Well, it all depends on the amount of influence that Bolton, Pompeo and other war hawks have on the President’s decisions, but thus far that influence appears to be insurmountable. We can still recall during the 2016 Republican Presidential debates when Trump argued that “we should’ve never been in Iraq… we have destabilized the middle east.” Although the President still aligns with those views, tweets such as ” If Iran wants to fight that will be the official end of Iran. Never Threaten the United States again!” certainly won’t go far to comfort you. In spite of that, I think it’s safe to assume that most people have grown accustomed to such outlandish behaviour by now.

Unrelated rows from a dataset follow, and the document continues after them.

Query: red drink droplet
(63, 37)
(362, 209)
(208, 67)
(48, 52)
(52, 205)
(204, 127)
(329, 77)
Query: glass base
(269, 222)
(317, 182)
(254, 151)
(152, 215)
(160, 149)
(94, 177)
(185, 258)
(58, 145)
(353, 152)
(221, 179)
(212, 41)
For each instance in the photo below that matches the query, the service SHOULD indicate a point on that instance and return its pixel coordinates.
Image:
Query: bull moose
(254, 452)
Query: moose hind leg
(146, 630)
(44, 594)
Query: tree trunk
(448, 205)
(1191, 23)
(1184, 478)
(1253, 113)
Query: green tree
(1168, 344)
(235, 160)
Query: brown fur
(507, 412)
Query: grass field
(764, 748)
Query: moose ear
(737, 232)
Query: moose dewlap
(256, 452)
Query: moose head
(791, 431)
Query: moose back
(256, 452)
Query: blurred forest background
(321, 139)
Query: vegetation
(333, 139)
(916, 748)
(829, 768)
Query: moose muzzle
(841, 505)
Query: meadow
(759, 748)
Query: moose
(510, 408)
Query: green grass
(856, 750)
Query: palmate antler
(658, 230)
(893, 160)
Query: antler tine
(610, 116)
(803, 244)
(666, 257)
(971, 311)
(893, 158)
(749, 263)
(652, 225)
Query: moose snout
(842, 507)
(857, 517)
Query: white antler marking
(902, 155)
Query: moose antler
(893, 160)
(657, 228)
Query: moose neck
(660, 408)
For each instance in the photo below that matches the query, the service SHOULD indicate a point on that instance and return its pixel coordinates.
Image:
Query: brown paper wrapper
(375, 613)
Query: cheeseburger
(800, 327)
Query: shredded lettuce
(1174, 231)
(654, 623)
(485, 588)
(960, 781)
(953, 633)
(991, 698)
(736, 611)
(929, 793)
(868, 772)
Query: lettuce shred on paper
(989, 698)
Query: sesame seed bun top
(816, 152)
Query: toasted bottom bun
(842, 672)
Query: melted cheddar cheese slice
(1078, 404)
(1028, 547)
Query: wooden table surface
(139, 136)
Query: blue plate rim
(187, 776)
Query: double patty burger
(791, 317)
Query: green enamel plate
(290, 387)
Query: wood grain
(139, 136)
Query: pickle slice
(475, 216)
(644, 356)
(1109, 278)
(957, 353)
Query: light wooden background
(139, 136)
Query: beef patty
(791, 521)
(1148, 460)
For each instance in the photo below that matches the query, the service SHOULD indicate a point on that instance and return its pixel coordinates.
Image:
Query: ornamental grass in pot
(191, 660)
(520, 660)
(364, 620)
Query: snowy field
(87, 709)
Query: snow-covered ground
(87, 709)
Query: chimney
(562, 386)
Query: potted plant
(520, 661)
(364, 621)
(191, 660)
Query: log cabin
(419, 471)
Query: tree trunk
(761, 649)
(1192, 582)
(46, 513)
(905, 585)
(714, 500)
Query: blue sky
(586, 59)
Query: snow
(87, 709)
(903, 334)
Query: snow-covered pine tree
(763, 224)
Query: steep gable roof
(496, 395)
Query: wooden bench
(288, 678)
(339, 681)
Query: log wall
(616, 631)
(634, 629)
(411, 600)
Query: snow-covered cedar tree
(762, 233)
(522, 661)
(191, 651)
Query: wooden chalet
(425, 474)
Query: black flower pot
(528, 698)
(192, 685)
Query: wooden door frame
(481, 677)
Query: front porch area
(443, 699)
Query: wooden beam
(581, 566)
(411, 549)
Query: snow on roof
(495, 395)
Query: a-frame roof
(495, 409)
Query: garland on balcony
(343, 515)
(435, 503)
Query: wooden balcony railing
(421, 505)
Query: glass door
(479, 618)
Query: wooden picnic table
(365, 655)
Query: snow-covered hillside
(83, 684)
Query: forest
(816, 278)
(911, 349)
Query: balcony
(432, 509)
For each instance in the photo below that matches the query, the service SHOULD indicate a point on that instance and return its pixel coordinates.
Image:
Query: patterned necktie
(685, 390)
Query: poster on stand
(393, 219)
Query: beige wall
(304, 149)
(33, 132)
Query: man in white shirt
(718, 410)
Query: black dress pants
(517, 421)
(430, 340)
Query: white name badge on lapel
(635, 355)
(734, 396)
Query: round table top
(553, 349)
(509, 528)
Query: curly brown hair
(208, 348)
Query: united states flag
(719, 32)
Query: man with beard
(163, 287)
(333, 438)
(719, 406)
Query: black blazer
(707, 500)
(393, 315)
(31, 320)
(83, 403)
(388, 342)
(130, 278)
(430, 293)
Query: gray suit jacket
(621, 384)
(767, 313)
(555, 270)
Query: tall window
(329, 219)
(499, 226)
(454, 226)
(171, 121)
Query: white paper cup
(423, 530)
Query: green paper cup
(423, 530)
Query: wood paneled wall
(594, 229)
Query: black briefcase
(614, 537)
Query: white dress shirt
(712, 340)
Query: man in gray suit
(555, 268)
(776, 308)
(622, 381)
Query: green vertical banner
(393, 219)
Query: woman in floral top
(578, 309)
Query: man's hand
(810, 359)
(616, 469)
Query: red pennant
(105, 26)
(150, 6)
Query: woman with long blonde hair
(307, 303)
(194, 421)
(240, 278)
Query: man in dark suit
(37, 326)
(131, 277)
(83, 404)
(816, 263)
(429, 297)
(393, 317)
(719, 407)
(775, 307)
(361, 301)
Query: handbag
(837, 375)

Instead, we should be observing action over words. Most recently, the Senate Foreign Relations Committee rejected a Democratic proposal to require congressional approval before the U.S. can take military action against Iran. Without congressional approval, Trump could now potentially spiral the US into further endless conflict in the Middle East.
Acting Defense Secretary Shanahan attempted to dampen down concerns over the situation telling reporters, “We have deterred attacks based on our re-posturing of assets, deterred attacks against American forces. Our biggest focus at this point is to prevent Iranian miscalculation. We do not want the situation to escalate. This is about deterrence, not about war.” Regardless of how you stand on the situation with Iran, one thing is for certain; a war in Iran would be far more costly, far more devastating and far more deadly than we could have ever imagined in Iraq.